Inoã, 22 de novembro de 2043
Como já vos contei, há alguns anos, uma amiga quis conhecer por dentro uma “utopia” que, em equipa, íamos ajudando a construir. Mais tarde, conhecedora da perturbação que eu semeava por tudo o que era colóquio ou congresso, lançou-me um desafio:
“Por que não vais desassossegar espíritos para uma instituição de formação inicial de professores?”
Acabei por aceder ao repto. Confesso tê-lo feito por curiosidade, apenas “à experiência” e desconfiado de que não iria manter-me por lá por muito tempo. Bem me tramei. Tomei-lhe o gosto e pude dar largas à minha irremediável tendência de (fraternalmente) provocar.
A primeira surpresa foi a de constatar o drama de jovens almas, naquele engano de alma ledo e cego que os primeiros dias de docência não deixam durar muito, aderindo, entusiasticamente, às ideias do Freinet, do Dewey, do Rogers, do Freire, para que não fossem apenas matéria a decorar para os exames, nem fizessem desses egrégios autores múmias dissecadas em dissertações.
Em sucessivas fornadas, concluído o curso, lá foram em busca do projeto do seu sonho. Foram muitos os chamados e escassos os escolhidos. Dos que se perderam em opções fáceis não rezará a história, nem eu. Só lamento o tempo perdido e desejo que, um qualquer dia, venham a encontrar-se.
Ontem, dei-vos a conhecer a mensagem recebida de um aluno que desistiu de ser professor, que optou pela “solução mais simples”. Confesso que essa desistência foi causa de grande perturbação. Ele era um jovem inteligente, generoso, idealista.
Quando a mediocridade se sobrepõe à generosidade, a indignação é coisa pouca. Sempre que me confronto com a amargura da desistência, do insucesso de um ex-aluno, sinto-me o mais miserável dos professores. O insucesso de um jovem e de um professor jovem é algo que me custa a digerir. Tanto mais que me assaltava algum sentimento de culpa. Contribuíra para a tragédia. Não fizera tudo o que devia. Falhara.

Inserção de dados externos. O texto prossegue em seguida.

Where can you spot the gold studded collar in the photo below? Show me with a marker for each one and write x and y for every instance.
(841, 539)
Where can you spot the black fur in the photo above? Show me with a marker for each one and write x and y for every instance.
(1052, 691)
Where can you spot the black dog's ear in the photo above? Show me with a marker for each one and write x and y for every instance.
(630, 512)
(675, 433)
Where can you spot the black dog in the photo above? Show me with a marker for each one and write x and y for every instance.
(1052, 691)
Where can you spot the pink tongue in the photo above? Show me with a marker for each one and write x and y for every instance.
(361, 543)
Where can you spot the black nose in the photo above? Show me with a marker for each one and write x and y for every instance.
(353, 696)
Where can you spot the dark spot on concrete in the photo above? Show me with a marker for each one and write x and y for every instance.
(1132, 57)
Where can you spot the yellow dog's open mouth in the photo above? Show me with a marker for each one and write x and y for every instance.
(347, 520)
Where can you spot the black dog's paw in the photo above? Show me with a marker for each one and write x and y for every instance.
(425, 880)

Apesar da injeção de paliativos, o sistema ia de mal a pior. E, dado que se continuava a confundir argumentos com especulações, todos ralhavam e ninguém tinha razão. Por esse e por outros bons motivos, vinha defendendo ser inadiável criar condições para que aqueles que buscavam fazer uma escola diferente, mais fraterna, mais digna, a pudessem concretizar. Alguma coisa teria de mudar nas escolas, para que ninguém, por ignorância, preguiça, ou acomodação, ousasse “não querer” e pudesse impedir os que quisessem.
Quantos mais verdadeiros professores teriam de desistir? Quantos mais verdadeiros projetos seriam liquidados com a chegada à escola de um “professor não sensibilizado para o trabalho cooperativo”?
Os professores envolvidos em projetos (que não fossem apenas de papel) não procuravam a obtenção de privilégios. Bem pelo contrário: para viabilizarem a formação de equipas de projeto, muitos que conheci fizeram opções de vida que acarretaram prejuízos para a sua vida pessoal e profissional. Poderei prová-lo.
Muitos outros, por via de uma legislação obsoleta, viram ser-lhes negado o direito a participar (como diria o saudoso Paulo Freire) nos projetos dos seus sonhos, e já se aposentaram. Viram a burocracia aliar-se aos que “não queriam” e que tinham o “direito de não querer”.
Ao longo de cinco décadas, vi o trabalho de equipas de professores ser destruído, em escassos dias, por outros professores, que, por não estarem atentos à necessidade de reelaboração da sua cultura pessoal e profissional, se mantinham cativos de uma cultura de funcionário público.